PRI me R 2. Patient A., 27 years old (medical history N 3161), with a diagnosis of circular burn of the III B degree of the right lower leg, 12.12.88, was performed autologous transplantation of the epidermis. Using two vacuum chambers, a continuous layer of bubbles was formed on the inner surface of the left shoulder and the front-left surface of the abdomen on an area of about 10 cm ² each. The resulting bubbles were cut at the base on each side on the same side, a liquid was removed with a gauze swab, and after drying of the stratum corneum, medical dermatome glue was applied to them. Top sections of the substrate, corresponding in size and shape, were laid on top, with the help of which they were torn off and transferred to the exfoliated islands of the epidermis. The latter were placed on the anteroposterior surface of the right tibia - the area where granulations had formed by this time and there was no slightest hope for spontaneous epithelization (see ill. 2). A layer of gauze and tile-like tampons were laid on top. All fixed bandaging. A few days later, in several stages, starting from the posterior surface of the lower leg, split skin flaps obtained by the traditional method were transplanted onto the wound surface. In the area of the burned surface with transplanted epidermis, tampons were changed after 1-2 days, the lower gauze layer was changed after 4-6 days. A clear graft overgrowth was observed after 12 days. (see fig. 3). Complete healing of the entire wound surface occurred after 28 days. A day later, the patient was discharged home. At the control examination, 6 months after transplantation (05/20/89), a well-healed former wound surface was visible. The areas covered by the epidermograft differed from the adjacent areas covered by patches of split skin flap, uniformity of coverage, and lack of relief.
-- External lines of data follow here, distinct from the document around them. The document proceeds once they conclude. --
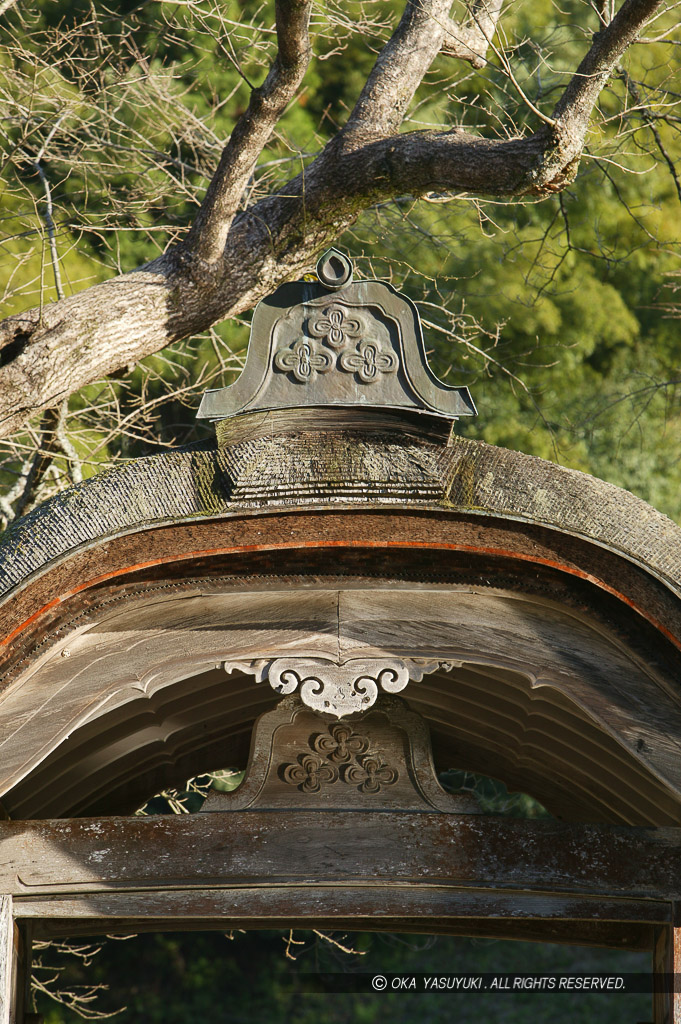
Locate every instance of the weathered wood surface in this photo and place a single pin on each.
(118, 701)
(261, 848)
(667, 960)
(7, 961)
(88, 916)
 Thus, the above examples show that the claimed improved substrate for simultaneous transplantation of a group of roofs of skin-vacuum bubbles, unlike the prototype, provides increased reliability of the procedure for separating the substrate from the epidermis on the receptive bed, reducing the complexity and duration of this manipulation, maintaining a high transplant viability, reducing the number dermatomic glue falling on areas of the wound surface uncovered by the islets of the epidermis leads to a reduction in costs revyazochnogo material.

Claims (1)

 SUBSTANCE FOR TRANSPLANTATION OF EPIDERMIS, containing a layer of a moisture-permeable material and a soluble layer, characterized in that the soluble layer contains a gelatin-glycerin mixture with a ratio of gelatin and glycerol of 1: 1 - 14 with a layer thickness of 1 - 5 μm.